Have you ever come across a photo from your past and not been able to take your eyes off of it? I recently found a mesmerizing image from eight years ago. I am sitting in an autorickshaw in Rishikesh, India, between two fellow travelers. I remember the exact moment it was taken, and the unfettered joy I felt.
Maybe it was the shirodhara treatment I’d had. Or the handful of unlabeled over-the-counter antibiotics I’d taken a friend’s word for the night before. Or the overwhelming refreshment of Rishikesh, where the streets are clean and the Ganges headwaters run with the clear ice blue of glacier melt. (We did get chased down the street by monkeys, but that may have added to the invigoration—the adrenaline rush of the pursuit followed by the relief of escape).
The rickshaw wasn’t taking us anywhere particularly special, I think; just to get the best lassi in the world (and it was). After floating on the Ganges past the ghats in Varanasi, sitting under the Bodhi tree in Bodh Gaya, and marveling at the stunning mosaics of semi-precious stones in the Taj Mahal (the architecture was lovely, but I just kept staring at the walls!), the trip was winding down. The sightseeing was over; it was time to just be, to rest, to let it all soak in before the transition to the long journey home—a vast geographic and experiential distance.
I have always loved the thrill of travel—the joy of being on the move, every single experience something new. In India, every blink of the eye, every inhale, every sound presented a different perspective from anything that I’d known before, and it brought me completely alive. Despite the harsh realities of life all around me, I had many moments of profound joy and wonder. Staring at the rickshaw photo, I started to feel melancholy, wondering, where is that kind of ecstatic joy in my life today?
The week before the photo was taken, had a profound experience in Varanasi: in a temple, I was suddenly overcome with intense emotion. Bells started ringing in all directions, someone started playing a drum set, and without warning I broke open, weeping uncontrollably. People stared, not in confusion, but with a curious understanding. As if this type of thing happens there all the time. Afterward I felt cleansed and clear, from the inside out. For the next few days, I walked a little more softly, worried a little less, judged a little less, gorged myself on the delicious food a little less.
Hedonist that I am, I’m tempted to think I just need to repeat that trip, go back to India, get myself another healing. Aside from the sadly greedy, grasping nature of the urge, I also know that it probably won’t work. I don’t think we can have these things when we seek them, want them, expect them. It is in the not-seeking that these experiences can take us by surprise, and in the surprising give us the change we need. Just like earthquakes: they never, ever happen when I am thinking about them.
Also, I am wrong—there have been countless moments of joy and adventure in my life since my trip to India eight years ago; there just isn’t anyone there taking my photo to record it.
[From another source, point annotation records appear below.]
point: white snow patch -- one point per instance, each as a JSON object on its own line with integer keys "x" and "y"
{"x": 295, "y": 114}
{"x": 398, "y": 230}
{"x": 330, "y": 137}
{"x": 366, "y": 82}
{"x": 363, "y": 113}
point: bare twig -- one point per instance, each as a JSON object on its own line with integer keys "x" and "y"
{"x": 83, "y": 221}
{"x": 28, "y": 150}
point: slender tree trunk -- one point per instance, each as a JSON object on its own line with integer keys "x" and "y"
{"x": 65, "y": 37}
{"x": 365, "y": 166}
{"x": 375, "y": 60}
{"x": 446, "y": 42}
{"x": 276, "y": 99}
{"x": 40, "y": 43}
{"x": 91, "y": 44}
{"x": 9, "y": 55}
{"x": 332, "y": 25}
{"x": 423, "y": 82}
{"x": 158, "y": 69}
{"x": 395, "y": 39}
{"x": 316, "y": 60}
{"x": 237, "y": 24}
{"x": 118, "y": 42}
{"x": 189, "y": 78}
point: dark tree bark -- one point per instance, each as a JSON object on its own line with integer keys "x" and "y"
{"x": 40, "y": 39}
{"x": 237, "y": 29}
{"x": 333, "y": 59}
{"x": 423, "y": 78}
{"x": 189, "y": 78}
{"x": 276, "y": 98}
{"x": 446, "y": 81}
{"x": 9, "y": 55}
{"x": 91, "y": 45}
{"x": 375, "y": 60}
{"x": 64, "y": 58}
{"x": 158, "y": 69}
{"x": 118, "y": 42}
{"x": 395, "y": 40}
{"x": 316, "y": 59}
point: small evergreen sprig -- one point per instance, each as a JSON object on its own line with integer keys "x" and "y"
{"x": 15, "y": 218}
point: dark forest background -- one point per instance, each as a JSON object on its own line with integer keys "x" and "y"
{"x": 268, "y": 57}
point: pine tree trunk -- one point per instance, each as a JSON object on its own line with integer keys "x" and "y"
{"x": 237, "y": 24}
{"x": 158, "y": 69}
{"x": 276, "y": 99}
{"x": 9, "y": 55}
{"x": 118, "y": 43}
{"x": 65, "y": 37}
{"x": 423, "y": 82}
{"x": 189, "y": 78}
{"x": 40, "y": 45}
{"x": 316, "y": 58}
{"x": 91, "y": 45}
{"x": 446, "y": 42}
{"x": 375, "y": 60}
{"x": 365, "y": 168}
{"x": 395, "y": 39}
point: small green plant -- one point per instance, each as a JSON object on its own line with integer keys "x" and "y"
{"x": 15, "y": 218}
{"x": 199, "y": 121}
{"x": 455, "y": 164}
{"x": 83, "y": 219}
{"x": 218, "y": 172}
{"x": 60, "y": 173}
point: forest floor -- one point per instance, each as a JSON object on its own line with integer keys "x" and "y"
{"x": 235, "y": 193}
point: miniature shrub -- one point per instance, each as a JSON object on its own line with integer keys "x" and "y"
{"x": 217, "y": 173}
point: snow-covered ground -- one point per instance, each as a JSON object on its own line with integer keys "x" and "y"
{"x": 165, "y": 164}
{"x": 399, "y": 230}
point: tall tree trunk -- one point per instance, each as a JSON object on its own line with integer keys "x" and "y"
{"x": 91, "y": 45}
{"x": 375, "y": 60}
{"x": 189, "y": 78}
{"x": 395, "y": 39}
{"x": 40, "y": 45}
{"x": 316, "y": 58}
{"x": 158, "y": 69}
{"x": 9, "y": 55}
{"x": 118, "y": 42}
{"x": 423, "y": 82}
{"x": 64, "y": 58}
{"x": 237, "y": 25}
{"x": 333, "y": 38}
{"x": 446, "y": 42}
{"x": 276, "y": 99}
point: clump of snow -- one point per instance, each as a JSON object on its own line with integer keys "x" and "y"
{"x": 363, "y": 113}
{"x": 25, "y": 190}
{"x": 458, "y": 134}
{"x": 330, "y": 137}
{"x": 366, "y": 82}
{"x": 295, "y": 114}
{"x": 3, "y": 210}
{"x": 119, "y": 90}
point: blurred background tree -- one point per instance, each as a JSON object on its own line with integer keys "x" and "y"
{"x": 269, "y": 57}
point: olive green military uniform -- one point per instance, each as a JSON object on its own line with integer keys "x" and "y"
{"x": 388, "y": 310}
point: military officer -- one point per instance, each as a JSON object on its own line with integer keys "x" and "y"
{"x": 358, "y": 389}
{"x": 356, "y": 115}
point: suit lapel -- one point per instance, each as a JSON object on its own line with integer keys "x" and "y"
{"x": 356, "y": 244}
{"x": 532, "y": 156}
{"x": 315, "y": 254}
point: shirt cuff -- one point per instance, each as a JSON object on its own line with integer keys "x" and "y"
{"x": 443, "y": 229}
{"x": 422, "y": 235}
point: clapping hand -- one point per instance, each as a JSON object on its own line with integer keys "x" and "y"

Field work in the High Sierra, the Big Sur Coast, and everywhere in between; camping under the Milky Way in the vast desert; the magic of living in Yosemite Valley in all four seasons; the nervous system-soothing tropical ocean breezes in Mexico: all places where I have taken several moments to stop and think, “what did I do to deserve this amazing life?” Alongside every single one of these memories are also recollections of the accompanying trials: the poison oak rashes, the muscle cramps, the cactus spines, the trenchfoot, the hapless visitors, the sunburn. This bitterness is what makes the moments of joy possible.
When I came across the Rishikesh rickshaw photo, I couldn’t stop staring into the eyes of my eight-years-younger self. The still image is full of movement. The people next to me are slightly blurry. But there I am in the middle, the bindi on my forehead the centerpiece. My smile of the rare, genuine sort. My eyes clear blue as glacial ice. In that instant, I am fully awake, aware, alive, and present in what is.
I may have looked just as joyful if you had taken a picture of me last summer as I was driving on a solo roadtrip across the Utah desert, singing to Dolly Parton with electricity in my veins and not a care in the world—no illicit substances required. The day before, I had just wrapped up a short but intense field season, and left the heat, the wildfire smoke, and the group dynamics behind for six weeks. Part of the elation was being relieved of the job that I love for a break to see family and friends, and spend some time alone with my thoughts and whatever the open road brought next.
In India, I simply showed up for whatever happened, because I knew I needed to surrender all expectations of comfort and time to travel with sanity. I got pure, unfettered joy as my reward. Today, leveling up this skill will require mustering this attitude while sitting at a computer screen, staring down the barrel of a dank peer review. I’m at my desk, thinking I know exactly what will happen next, how it will play out, but I really and truly don’t.
Travel is wonderful, but what I’ve learned from the joys of travel and adventure is that it’s the mindset of a willingness to be surprised that makes the joy possible. So, even in these long desk days, what if I saw each day as a new adventure, with new eyes, believing that whatever came my way would be a marvel, even if it was unpleasant, because I am alive and each breath is a gift? This time of year, I trade poison oak for peer reviews, sunburn for seasonal affective disorder, sore muscles for restlessness. But life can still be an adventure, even if I don’t leave home.